STEVE INSKEEP, host:
Hurricane Katrina destroyed billions of dollars worth of property but a lot of cars apparently survived. That's to the dismay of insurance investigators. They say cars and trucks have been taken out of flood zones and sent to used car lots across the country. It's not illegal to do this if the damage is disclosed. But sometimes it's not, which is why Sergeant Gary Bridges(ph) of the Louisiana State Police says used car buyers should check.
Sergeant GARY BRIDGES (Louisiana State Police): If you push down on the cushion in the car and you're getting water coming up out of the cushion or it's got that smell that you just can't get rid of, for the purchaser, for their protection they need to investigate that a little further.
INSKEEP: More than 200,000 hurricane-damaged cars, trucks and boats are now listed on a publicly accessible database. It's on the Web. It's run by the National Insurance Crime Bureau which is funded by the insurance industry.
Mr.
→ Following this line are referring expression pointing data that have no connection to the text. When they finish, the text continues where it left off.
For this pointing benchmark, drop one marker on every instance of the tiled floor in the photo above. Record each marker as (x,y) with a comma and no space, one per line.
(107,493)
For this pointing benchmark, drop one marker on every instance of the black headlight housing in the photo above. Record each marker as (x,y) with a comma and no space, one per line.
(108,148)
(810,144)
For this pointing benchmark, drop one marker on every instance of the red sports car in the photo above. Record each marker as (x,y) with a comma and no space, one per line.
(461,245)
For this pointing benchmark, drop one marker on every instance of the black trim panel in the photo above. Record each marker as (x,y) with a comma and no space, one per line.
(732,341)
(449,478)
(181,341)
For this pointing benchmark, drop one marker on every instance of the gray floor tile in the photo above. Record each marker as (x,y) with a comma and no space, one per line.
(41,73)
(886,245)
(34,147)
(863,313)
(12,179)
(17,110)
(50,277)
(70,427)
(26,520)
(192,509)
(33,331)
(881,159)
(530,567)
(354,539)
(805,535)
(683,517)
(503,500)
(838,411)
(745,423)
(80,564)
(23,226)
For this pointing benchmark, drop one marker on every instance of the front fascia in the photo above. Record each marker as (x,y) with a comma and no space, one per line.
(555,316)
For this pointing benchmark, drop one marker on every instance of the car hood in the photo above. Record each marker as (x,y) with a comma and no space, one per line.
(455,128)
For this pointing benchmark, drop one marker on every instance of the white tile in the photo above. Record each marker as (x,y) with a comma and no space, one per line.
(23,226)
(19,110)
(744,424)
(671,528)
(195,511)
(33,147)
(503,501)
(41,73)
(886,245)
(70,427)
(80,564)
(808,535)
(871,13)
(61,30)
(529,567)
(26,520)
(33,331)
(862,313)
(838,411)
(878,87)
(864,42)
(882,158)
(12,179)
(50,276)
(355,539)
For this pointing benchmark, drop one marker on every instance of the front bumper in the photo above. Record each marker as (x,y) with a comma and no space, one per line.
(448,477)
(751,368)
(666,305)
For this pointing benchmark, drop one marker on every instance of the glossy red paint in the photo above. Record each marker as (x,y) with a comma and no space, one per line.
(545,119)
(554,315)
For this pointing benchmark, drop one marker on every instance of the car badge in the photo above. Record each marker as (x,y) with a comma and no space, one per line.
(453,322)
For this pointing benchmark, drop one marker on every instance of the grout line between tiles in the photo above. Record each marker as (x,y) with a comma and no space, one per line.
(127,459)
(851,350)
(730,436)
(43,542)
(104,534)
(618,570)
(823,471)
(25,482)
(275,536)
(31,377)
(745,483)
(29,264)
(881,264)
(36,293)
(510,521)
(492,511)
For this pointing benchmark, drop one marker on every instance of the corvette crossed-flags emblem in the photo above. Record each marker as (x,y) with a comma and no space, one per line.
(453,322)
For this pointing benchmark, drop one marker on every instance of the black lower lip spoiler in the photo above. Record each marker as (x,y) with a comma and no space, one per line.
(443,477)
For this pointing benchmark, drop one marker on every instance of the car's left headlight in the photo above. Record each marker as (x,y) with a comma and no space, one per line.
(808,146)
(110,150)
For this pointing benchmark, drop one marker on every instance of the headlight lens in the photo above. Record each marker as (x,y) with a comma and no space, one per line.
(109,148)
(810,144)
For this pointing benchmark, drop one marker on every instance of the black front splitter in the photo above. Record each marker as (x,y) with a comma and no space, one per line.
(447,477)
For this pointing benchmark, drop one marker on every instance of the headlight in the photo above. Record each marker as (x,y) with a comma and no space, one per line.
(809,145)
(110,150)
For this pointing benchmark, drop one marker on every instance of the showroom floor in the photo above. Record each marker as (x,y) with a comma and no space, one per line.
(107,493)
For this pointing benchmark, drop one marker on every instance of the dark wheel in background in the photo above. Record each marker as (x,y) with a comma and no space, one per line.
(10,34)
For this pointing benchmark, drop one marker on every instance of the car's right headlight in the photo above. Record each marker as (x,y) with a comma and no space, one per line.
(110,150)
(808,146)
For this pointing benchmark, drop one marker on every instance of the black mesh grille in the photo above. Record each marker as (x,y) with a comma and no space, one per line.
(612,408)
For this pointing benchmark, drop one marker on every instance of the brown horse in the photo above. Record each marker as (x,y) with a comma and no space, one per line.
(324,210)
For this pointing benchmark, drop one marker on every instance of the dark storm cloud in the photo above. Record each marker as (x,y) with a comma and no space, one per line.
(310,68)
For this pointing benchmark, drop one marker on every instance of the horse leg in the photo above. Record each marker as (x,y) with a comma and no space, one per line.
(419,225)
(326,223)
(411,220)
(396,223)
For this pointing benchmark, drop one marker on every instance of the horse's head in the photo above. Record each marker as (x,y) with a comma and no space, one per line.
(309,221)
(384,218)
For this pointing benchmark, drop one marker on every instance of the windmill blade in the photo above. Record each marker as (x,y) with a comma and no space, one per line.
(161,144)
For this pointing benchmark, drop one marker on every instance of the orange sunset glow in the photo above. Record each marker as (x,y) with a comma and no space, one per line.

FRANK SCAFFITI(ph) (Insurance Crime Bureau): A car that's been exposed to water and been inundated, you'll see signs around the body of that vehicle that look very much like age rings in a tree. If you find something like that and you buy the car, I don't know that anybody can help you.
INSKEEP: Frank Scaffiti is with the Insurance Crime Bureau.
Mr. SCAFFITI: It's very easy to be taken by a car that's been completely detailed, has no odor to it, looks perfectly fine and you wi--you drive it away and the next thing you know it starts to fall apart right out from under you.
INSKEEP: One more reason to take a used car to a good mechanic for a thorough examination.
This is MORNING EDITION from NPR News. I'm Steve Inskeep.